The GA regions on all the AMD FAF images and the Stargardt atrophy regions on all the Stargardt FAF images from both baseline and follow-up visits were manually delineated/labeled by certified reading center graders and were utilized as the ground truth. In the baseline atrophy segmentation algorithms’ training and testing for both the regular U-Net and the self-attended U-Net, the baseline images and corresponding manual labels are utilized. In the prediction algorithm’s training and testing of the self-attended U-Net for both AMD and Stargardt data, the original FAF images from the Month 12 visit were not used, only their manual labels (aligned with baseline images as described in “Longitudinal image and label alignment”) along with corresponding baseline images for ground truth for training and testing of the CNNs to predict progression of the diseases.

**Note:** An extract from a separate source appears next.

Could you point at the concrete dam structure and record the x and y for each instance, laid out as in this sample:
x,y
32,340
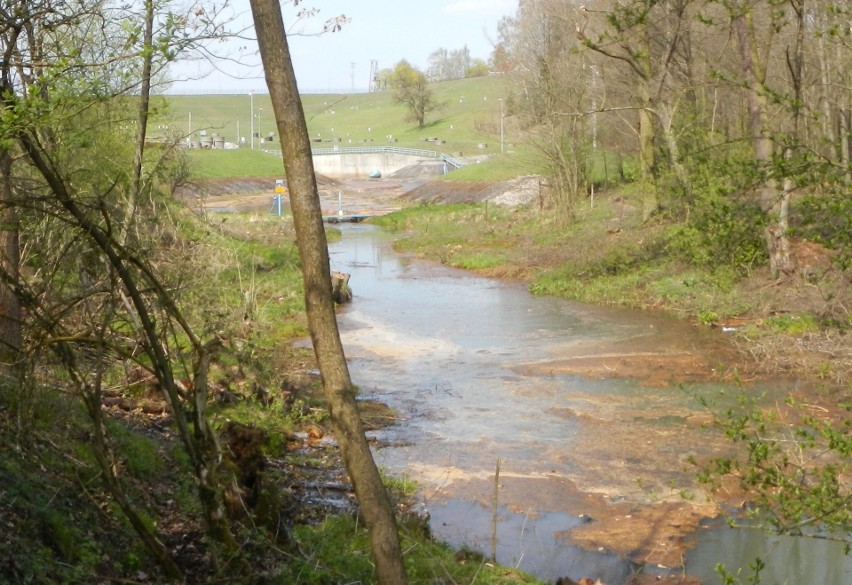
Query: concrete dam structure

Since the AMD FAF images included a black border on the bottom, we automatically detected and removed the black borders of these images (and cropped the black borders from the manually delineated ground truth) before algorithm training and testing, and then resized the images and manual labels to a constant size of 768 × 768 pixels. We used an eight-fold cross validation approach due to the relatively small size of the data set. The same 10 and 22 AMD and Stargardt eyes were used respectively as validation data. Eight rotating sets of 10 AMD eyes and 23 Stargardt eyes were used for testing, with 1 different set used for testing and the rest used for training for each fold.

Standard protocol approvals and patient consents

All methods were carried out in accordance with relevant guidelines and regulations. For AMD eyes, ethics review and institutional review board approval from the University of California—Los Angeles were obtained. For Stargardt eyes, the ethics reviews and institutional review board approvals were obtained from the local ethics committees of all the nine participating institutions, i.e., The Wilmer Eye Institute, Johns Hopkins University, Baltimore, Maryland (JHU); Greater Baltimore Medical Centre, Baltimore, Maryland (GBMC); Scheie Eye Institute, University of Philadelphia, Philadelphia, Pennsylvania (PENN); Retina Foundation of the Southwest, Dallas, Texas (RFSW); Moran Eye Centre, Salt Lake City, Utah (MEC); Cole Eye Institute, Cleveland Clinic, Cleveland, Ohio (CC); Moorfields Eye Hospital, London, UK (MEH, UK); Université de Paris 06, Institut national de la santé et de la recherche médicale, Paris, France (INSERM, France); and Eberhard-Karls University Eye Hospital, Tuebingen, Germany (EKU, Germany). Informed consent from all subjects and/or their legal guardian(s) for both study participation and publication of identifying images was obtained.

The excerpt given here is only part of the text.